Rabbit in the Moon, which will
be shown on the PBS series,
P.O.V., on Tuesday night at 10, is at once personal and political. It
focuses on the loss of civil rights for some 120,000
Japanese-Americans, supposedly for their protection and national
security, and also on the toll the camps took on the individuals
imprisoned. Italian-Americans and German-Americans were not interned.
"Working on this film showed me how internalized
oppression can get so
that you might make life decisions without realizing why," Ms. Omori
explained in a telephone interview from her home in San Francisco.
"It wasn't conscious," said Ms. Omori, 58 (in fact, she has
almost no memories of the trauma), "but I'm so angry. I'm mad at
my parents, my Government."
To make that early piece of her life whole, Ms. Omori
and her sister
Chizuko, 69, a Seattle writer and researcher who worked as the
film's co-producer, spent seven years assembling Rabbit in the Moon.

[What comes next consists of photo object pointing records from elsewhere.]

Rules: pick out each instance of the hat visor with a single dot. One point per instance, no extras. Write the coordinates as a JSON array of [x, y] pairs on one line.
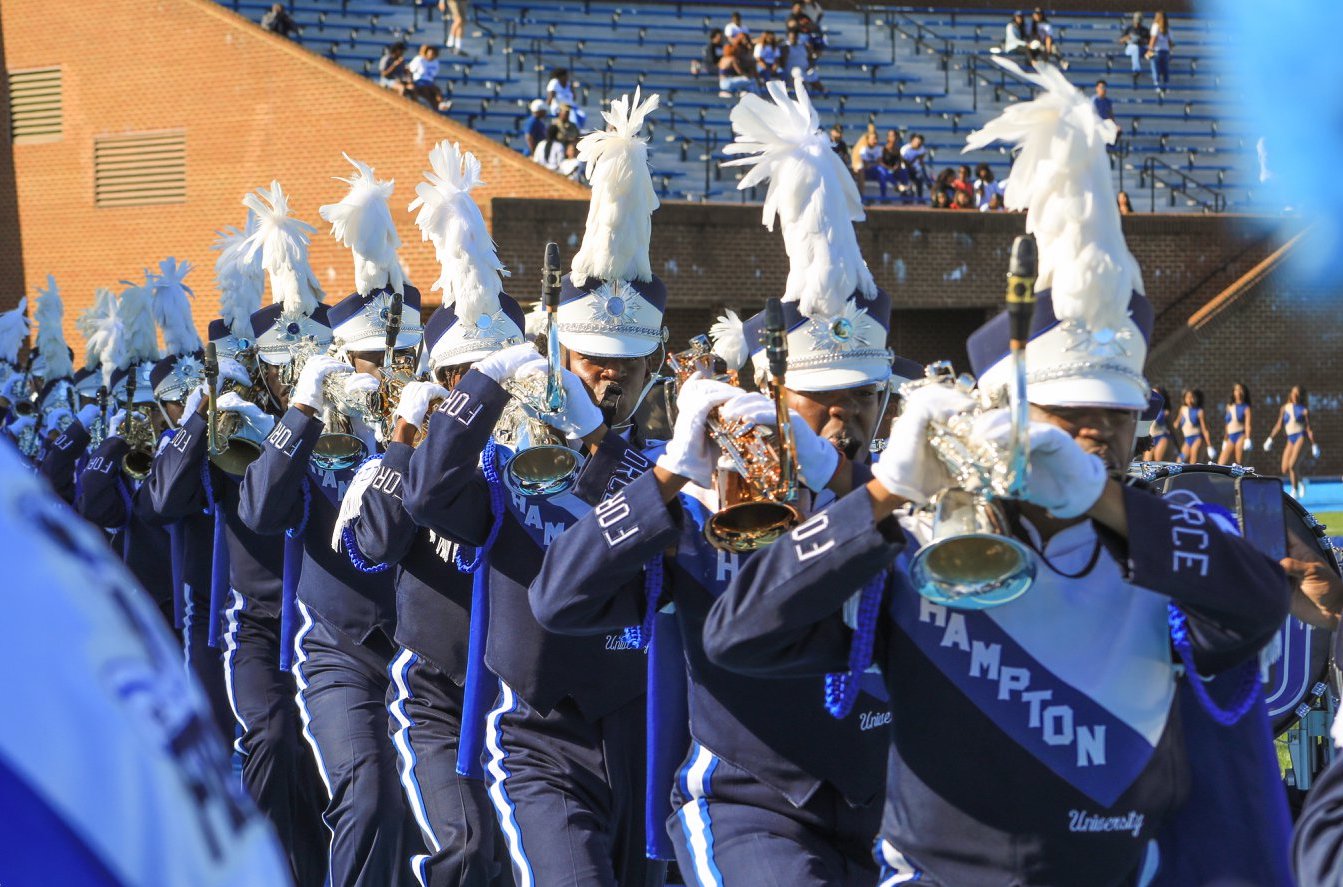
[[609, 346], [1107, 391]]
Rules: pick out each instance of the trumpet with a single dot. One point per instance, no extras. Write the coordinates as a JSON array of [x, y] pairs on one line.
[[234, 442], [756, 479], [541, 464], [973, 561]]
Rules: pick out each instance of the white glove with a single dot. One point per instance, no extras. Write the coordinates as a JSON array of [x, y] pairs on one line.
[[1061, 476], [817, 457], [690, 453], [509, 363], [308, 390], [233, 371], [909, 467], [579, 417], [258, 418], [53, 419], [87, 415], [415, 399]]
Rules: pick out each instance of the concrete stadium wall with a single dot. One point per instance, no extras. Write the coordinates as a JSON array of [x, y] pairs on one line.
[[254, 108]]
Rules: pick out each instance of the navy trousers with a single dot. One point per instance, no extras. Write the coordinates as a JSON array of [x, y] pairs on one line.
[[343, 696], [278, 772], [729, 829], [451, 811], [570, 794]]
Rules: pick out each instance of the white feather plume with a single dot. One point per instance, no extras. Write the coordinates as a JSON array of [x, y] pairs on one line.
[[363, 222], [14, 329], [139, 320], [1061, 179], [729, 339], [241, 280], [51, 336], [89, 321], [282, 243], [450, 219], [811, 194], [172, 308], [619, 223]]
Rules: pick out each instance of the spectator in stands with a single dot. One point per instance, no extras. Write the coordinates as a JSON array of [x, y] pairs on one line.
[[866, 163], [457, 8], [567, 128], [560, 92], [391, 69], [549, 152], [1104, 106], [1159, 47], [423, 70], [536, 125], [767, 57], [736, 67], [280, 22], [916, 161], [1135, 39], [712, 53], [735, 28]]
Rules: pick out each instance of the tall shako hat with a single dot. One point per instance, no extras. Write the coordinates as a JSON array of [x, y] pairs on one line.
[[477, 317], [296, 312], [89, 379], [141, 339], [363, 222], [611, 303], [180, 370], [1092, 323], [242, 281], [836, 316]]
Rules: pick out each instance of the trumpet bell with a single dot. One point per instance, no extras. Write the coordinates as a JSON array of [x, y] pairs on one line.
[[971, 563]]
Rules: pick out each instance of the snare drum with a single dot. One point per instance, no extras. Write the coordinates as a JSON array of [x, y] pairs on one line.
[[1300, 675]]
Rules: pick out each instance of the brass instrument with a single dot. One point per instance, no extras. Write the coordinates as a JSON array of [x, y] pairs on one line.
[[973, 561], [756, 477], [137, 429], [541, 464]]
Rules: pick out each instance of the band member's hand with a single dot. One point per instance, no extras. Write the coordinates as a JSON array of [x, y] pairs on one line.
[[308, 390], [908, 467], [690, 453], [415, 401], [1316, 590], [512, 363]]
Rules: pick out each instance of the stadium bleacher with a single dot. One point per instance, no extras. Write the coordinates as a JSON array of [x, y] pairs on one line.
[[897, 67]]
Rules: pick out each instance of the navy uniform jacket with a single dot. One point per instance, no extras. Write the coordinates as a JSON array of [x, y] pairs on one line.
[[105, 500], [775, 729], [282, 491], [1038, 742], [446, 491], [433, 596], [59, 464], [176, 489]]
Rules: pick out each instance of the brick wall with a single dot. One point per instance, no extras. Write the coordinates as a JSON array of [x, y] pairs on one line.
[[254, 108]]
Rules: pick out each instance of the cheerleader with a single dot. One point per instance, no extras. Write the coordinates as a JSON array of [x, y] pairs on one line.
[[1238, 436], [1295, 418], [1193, 428]]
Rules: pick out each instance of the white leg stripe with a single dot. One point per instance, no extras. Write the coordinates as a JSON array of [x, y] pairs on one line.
[[496, 774], [402, 739]]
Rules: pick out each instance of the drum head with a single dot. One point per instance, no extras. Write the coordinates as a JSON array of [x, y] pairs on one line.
[[1303, 664]]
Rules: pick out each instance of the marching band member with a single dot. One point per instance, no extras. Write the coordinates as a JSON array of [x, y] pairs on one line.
[[186, 484], [762, 797], [429, 714], [1033, 742], [124, 782], [564, 741], [344, 645]]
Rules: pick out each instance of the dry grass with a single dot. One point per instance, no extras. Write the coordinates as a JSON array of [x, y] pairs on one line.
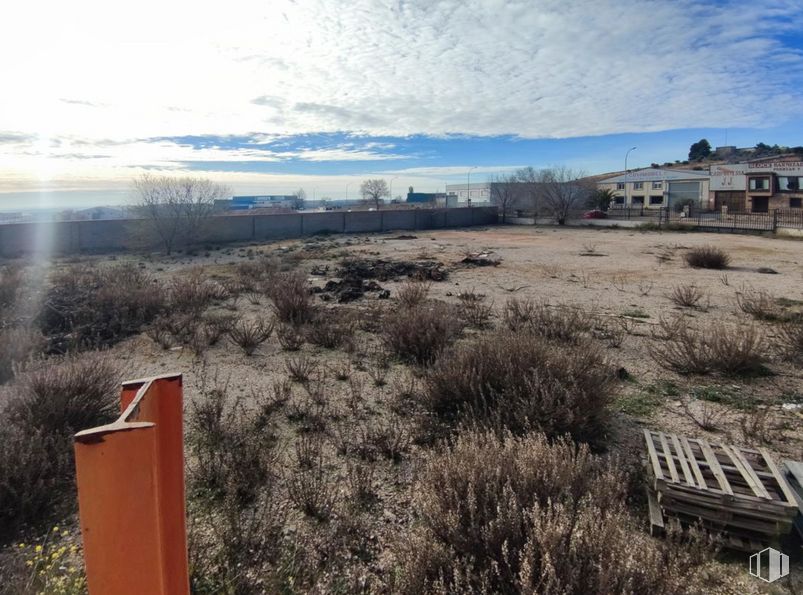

The documentary which won the best cinematography award at the Sundance
Film Festival earlier this year, shows the intimate side of life in the
camps. Through interviews with survivors and through newly discovered
home movies, Ms. Omori fills in the human story. A young bride talks
about spending her wedding night on a straw mattress in the camp
barracks; men speak of having refused draft notices, which they
received in the camps, for the United States Army; an inmate recalls
how she memorized every page in the Sears catalogue, her only link to
the outside world.
"I was very inspired by Primo Levi," Ms. Omori said
of the Italian
author. "by his little descriptions of life at Auschwitz." The
"relocation centers" were not Auschwitz, of course, but the
psychological constructs of children of the Holocaust and children of
internees are similar. As Emiko Omori explained, "When you go through
experiences of this type, you are implanted with feelings of how
vulnerable you are, and you get careful. You always worry about it
happening again."
Making this film has calmed some of the Omori
sisters'
second-generation
anxieties. "It was a relief to me to find out that the community stood
up and resisted," said Emiko Omori. "My cousins resisted the draft.
Working on the film made me feel more proud of them."
And sometimes making movies creates its own kind of
closure. After Rabbit in the Moon was
shown at Sundance, a distant relative found the Omori mother's ashes,
lost for more than half a century, and offered to return them.